How to cut the cost of investing

Investing in the stockmarket can be a great way to grow your wealth - as long as you don't end up handing your gains over in fees.

When you start investing money it's easy to get caught up in the hunt to find the best performing assets, but cutting the cost of investing can also help improve your returns.

One of the easiest ways to reduce your costs is to trade online. Human contact only increases your expenses and could leave you in the hands of a smoothie with a script, and a mission to fatten their own bank balance rather than yours.

Also avoid trading directly with a fund provider – strange as it sounds, it costs you more than using a third party, as you won't benefit from any initial reductions on charges.

Depending on whether you want to buy and sell shares or funds you can choose between a fund supermarket or an online discount broker. Much like a traditional supermarket, a fund supermarket buys in bulk and passes on the savings to its customers. So you can make savings on your initial investment charge and annual management fees.

It's also possible to buy and sell shares for about £10 a share with online brokers, while some traditional stockbrokers still charge over £50 per trade.

If you're happy to make your own decisions, also go for an ‘execution-only' broker as they just buy and sell shares as per your instructions so there's no adviser wages to pay.

The type of investment product you choose also reduce costs. Tracker funds are a great low-cost choice. The idea is to replicate a particular index, such as the FTSE 100, instead of trying to beat it. This means you don't have to pay the salary of a fund manager to actively manage the portfolio - it's all done by a nice cheap-to-run computer instead, so the costs are much lower. Typically, you will pay an annual management charge of 0.5%, rather than the average 1.5% for a fund run by a manager.
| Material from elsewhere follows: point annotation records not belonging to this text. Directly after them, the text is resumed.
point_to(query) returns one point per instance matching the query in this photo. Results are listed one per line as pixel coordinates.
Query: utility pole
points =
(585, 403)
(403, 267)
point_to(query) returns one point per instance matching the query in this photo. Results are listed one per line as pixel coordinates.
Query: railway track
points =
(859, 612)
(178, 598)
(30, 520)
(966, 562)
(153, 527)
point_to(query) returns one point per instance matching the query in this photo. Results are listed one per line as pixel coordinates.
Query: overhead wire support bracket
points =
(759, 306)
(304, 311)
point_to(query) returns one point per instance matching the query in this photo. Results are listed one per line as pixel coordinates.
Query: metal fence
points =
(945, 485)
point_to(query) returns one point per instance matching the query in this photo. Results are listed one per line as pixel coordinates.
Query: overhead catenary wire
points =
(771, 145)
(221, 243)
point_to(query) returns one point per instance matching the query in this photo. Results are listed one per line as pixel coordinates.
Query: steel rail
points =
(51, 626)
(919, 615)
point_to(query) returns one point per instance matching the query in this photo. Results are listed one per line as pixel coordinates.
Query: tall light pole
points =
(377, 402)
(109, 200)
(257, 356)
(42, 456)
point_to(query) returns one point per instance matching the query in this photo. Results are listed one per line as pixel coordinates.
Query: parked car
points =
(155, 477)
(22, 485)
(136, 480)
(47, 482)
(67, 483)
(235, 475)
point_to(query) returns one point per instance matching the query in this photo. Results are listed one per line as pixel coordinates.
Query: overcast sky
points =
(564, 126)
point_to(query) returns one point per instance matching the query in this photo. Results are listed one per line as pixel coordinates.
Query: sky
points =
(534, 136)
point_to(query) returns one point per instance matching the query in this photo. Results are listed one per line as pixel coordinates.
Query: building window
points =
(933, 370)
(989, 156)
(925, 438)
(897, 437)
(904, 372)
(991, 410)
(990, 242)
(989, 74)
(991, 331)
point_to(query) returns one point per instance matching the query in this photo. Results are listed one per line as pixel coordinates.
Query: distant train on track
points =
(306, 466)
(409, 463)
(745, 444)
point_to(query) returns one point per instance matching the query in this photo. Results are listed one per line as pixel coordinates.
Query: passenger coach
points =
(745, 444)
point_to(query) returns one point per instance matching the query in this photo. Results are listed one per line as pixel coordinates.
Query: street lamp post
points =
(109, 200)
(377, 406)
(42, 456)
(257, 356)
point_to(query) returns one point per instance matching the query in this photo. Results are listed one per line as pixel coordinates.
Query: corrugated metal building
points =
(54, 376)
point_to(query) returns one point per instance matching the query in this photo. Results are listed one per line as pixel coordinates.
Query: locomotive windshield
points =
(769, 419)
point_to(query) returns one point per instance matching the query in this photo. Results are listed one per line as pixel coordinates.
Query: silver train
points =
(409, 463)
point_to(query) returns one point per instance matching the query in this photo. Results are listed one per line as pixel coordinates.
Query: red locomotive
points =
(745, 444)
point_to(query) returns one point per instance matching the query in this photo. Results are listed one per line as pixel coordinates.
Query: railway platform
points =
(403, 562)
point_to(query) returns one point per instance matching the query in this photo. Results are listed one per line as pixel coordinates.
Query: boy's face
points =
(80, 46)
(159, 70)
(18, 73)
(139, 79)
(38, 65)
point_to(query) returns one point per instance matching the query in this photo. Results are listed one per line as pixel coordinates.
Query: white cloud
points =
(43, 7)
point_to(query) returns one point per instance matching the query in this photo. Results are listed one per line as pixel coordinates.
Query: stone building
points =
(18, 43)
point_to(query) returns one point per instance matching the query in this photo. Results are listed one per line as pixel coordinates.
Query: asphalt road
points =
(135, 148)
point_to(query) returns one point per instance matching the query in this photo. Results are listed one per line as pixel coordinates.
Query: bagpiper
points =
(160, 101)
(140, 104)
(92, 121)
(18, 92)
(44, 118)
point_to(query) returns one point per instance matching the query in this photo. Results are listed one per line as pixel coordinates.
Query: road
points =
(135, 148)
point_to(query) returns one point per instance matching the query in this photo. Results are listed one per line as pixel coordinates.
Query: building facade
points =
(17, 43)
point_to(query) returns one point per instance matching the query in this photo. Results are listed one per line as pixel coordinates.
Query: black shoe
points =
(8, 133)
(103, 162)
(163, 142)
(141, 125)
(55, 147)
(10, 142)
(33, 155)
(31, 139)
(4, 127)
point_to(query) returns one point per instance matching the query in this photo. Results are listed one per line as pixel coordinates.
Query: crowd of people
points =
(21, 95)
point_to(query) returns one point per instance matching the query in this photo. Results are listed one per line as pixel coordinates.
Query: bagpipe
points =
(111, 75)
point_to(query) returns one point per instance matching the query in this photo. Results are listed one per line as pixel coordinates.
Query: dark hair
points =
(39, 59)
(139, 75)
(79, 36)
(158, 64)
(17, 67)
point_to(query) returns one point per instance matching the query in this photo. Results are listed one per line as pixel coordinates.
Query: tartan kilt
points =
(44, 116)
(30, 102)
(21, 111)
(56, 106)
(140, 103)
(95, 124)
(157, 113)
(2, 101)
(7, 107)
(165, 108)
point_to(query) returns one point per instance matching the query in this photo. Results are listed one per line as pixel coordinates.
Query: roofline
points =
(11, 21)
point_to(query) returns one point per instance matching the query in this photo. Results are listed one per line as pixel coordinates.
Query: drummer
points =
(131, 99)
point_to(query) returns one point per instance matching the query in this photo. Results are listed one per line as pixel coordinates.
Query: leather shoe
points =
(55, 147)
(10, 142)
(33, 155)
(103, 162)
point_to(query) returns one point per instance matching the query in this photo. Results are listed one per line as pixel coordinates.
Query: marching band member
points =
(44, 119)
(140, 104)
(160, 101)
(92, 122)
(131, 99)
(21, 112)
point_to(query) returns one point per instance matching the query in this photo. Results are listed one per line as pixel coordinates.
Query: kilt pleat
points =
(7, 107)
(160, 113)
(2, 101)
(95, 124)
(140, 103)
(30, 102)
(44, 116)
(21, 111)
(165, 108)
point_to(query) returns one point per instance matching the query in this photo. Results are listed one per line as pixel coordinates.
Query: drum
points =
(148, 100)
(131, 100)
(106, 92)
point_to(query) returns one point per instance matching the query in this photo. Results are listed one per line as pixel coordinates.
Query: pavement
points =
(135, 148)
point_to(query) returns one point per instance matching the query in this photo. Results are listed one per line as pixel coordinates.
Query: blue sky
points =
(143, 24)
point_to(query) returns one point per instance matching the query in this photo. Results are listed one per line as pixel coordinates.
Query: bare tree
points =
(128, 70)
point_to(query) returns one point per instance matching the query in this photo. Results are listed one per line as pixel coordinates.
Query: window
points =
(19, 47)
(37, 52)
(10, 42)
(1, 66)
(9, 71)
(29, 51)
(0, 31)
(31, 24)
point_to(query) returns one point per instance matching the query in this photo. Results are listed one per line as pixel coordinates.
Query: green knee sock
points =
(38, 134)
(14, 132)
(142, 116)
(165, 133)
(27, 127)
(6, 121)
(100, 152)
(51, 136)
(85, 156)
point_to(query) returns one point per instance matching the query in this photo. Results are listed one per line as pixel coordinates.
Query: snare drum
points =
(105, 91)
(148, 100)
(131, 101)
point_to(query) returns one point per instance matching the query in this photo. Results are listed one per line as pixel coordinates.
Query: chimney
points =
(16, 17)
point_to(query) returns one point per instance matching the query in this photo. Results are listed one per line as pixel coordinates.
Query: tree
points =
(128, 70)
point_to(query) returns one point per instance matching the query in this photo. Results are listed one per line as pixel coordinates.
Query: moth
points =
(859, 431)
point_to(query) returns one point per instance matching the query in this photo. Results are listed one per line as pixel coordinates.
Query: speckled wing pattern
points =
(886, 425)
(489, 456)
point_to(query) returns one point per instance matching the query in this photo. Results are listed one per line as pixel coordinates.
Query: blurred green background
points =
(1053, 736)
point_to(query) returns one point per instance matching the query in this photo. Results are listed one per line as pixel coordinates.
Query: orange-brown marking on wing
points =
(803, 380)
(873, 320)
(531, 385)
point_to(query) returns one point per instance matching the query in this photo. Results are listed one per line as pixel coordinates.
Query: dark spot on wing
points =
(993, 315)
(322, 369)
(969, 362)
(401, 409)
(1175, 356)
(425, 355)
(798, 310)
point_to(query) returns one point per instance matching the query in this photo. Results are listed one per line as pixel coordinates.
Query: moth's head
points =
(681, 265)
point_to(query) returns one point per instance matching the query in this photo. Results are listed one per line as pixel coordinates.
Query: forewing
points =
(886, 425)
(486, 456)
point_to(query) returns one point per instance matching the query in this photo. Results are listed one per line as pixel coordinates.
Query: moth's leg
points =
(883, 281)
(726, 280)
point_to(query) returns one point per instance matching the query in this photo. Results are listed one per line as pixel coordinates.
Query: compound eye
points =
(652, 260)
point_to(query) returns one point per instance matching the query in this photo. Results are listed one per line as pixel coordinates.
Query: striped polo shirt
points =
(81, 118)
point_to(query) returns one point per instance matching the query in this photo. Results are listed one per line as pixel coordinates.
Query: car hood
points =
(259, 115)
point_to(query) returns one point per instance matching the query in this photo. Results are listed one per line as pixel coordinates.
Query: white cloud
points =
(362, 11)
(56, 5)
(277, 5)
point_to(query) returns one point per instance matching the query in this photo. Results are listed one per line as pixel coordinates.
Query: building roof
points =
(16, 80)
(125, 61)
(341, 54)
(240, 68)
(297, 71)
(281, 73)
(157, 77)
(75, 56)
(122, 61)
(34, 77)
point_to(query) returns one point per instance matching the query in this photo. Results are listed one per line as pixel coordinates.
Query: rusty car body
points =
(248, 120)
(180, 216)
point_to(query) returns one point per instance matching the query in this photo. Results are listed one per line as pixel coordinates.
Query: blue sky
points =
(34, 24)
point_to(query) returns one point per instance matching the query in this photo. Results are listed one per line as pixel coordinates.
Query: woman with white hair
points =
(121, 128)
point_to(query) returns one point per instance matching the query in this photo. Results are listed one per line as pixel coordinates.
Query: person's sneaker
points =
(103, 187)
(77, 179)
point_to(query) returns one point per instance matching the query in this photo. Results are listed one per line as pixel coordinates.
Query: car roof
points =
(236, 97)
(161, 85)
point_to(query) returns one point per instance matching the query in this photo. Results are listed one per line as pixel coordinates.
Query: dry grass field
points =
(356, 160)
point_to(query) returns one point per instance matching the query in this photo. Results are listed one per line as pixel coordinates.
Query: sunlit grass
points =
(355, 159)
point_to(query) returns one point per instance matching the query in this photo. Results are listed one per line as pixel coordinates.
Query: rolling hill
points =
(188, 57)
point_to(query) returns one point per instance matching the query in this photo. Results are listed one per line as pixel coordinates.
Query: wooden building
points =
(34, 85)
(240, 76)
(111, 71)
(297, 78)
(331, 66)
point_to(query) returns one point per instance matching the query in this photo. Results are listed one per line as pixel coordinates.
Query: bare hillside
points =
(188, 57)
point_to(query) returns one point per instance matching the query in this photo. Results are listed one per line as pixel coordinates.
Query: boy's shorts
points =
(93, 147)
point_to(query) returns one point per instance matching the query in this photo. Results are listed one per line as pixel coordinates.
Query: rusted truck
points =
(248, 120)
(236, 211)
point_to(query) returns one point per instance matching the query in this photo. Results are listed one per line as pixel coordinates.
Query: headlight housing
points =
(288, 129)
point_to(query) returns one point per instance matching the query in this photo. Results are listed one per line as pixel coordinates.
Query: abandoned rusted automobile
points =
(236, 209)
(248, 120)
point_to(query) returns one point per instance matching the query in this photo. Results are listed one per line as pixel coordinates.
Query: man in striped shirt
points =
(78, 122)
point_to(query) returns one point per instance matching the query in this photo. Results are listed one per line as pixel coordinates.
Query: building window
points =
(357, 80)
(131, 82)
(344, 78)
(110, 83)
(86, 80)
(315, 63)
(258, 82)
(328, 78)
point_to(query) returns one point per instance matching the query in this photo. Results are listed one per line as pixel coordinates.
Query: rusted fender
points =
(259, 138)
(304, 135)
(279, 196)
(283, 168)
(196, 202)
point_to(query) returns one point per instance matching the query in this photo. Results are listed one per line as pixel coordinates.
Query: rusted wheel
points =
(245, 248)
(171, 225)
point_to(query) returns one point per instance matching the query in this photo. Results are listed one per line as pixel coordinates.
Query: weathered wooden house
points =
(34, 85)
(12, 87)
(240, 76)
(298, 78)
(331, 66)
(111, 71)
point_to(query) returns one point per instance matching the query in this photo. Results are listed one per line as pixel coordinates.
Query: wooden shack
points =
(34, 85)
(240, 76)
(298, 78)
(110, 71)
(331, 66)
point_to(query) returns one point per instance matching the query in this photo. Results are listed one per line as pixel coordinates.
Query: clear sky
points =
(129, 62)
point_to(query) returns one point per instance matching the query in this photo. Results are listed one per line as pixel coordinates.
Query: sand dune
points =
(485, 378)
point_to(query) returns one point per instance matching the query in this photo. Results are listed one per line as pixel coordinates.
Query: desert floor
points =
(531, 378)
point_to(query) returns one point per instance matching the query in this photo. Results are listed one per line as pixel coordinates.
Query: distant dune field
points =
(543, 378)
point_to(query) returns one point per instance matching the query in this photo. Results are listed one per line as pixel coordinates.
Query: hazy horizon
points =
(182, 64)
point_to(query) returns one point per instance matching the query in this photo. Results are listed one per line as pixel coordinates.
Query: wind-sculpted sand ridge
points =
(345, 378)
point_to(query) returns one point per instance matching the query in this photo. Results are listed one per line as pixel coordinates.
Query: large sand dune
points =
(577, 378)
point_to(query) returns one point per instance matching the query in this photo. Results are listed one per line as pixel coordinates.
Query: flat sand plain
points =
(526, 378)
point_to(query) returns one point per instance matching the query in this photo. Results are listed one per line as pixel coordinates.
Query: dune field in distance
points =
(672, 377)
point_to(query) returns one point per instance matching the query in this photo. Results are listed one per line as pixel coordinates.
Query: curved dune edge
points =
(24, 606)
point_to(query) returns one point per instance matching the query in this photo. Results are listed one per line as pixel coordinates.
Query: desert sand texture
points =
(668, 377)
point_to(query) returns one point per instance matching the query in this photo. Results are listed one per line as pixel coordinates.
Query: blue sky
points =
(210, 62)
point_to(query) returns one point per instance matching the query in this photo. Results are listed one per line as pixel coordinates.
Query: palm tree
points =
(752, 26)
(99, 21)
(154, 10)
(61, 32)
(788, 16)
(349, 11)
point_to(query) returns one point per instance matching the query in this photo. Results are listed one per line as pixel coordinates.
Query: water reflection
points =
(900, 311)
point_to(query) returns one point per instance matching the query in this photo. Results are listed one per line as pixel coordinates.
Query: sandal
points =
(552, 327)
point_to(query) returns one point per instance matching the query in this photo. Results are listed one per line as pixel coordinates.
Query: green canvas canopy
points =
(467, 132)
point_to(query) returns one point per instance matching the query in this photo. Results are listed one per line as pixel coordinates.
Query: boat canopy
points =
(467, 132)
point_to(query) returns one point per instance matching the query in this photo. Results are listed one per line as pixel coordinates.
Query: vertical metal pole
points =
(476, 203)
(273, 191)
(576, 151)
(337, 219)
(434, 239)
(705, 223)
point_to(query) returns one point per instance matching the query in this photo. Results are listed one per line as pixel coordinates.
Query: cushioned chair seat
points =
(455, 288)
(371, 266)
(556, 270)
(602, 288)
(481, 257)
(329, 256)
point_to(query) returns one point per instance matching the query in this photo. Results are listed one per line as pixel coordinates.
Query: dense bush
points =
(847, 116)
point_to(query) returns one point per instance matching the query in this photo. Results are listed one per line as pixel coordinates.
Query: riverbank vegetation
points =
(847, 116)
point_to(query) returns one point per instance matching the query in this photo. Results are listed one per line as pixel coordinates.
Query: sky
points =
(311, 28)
Another low-cost option is exchange-traded funds, known as ETFs. Like a tracker fund these aim to track the performance of a particular index, the difference is they are traded on an exchange like a share. This means you will have to pay stockbroking fees to invest in them but they will still work out cheaper than an actively managed fund.

Finally, don't forget to utilise your ISA allowance. Returns on investments held within an ISA are free from income and capital gains tax so while you won't save any money when you put your money in you'll make big savings in the long run.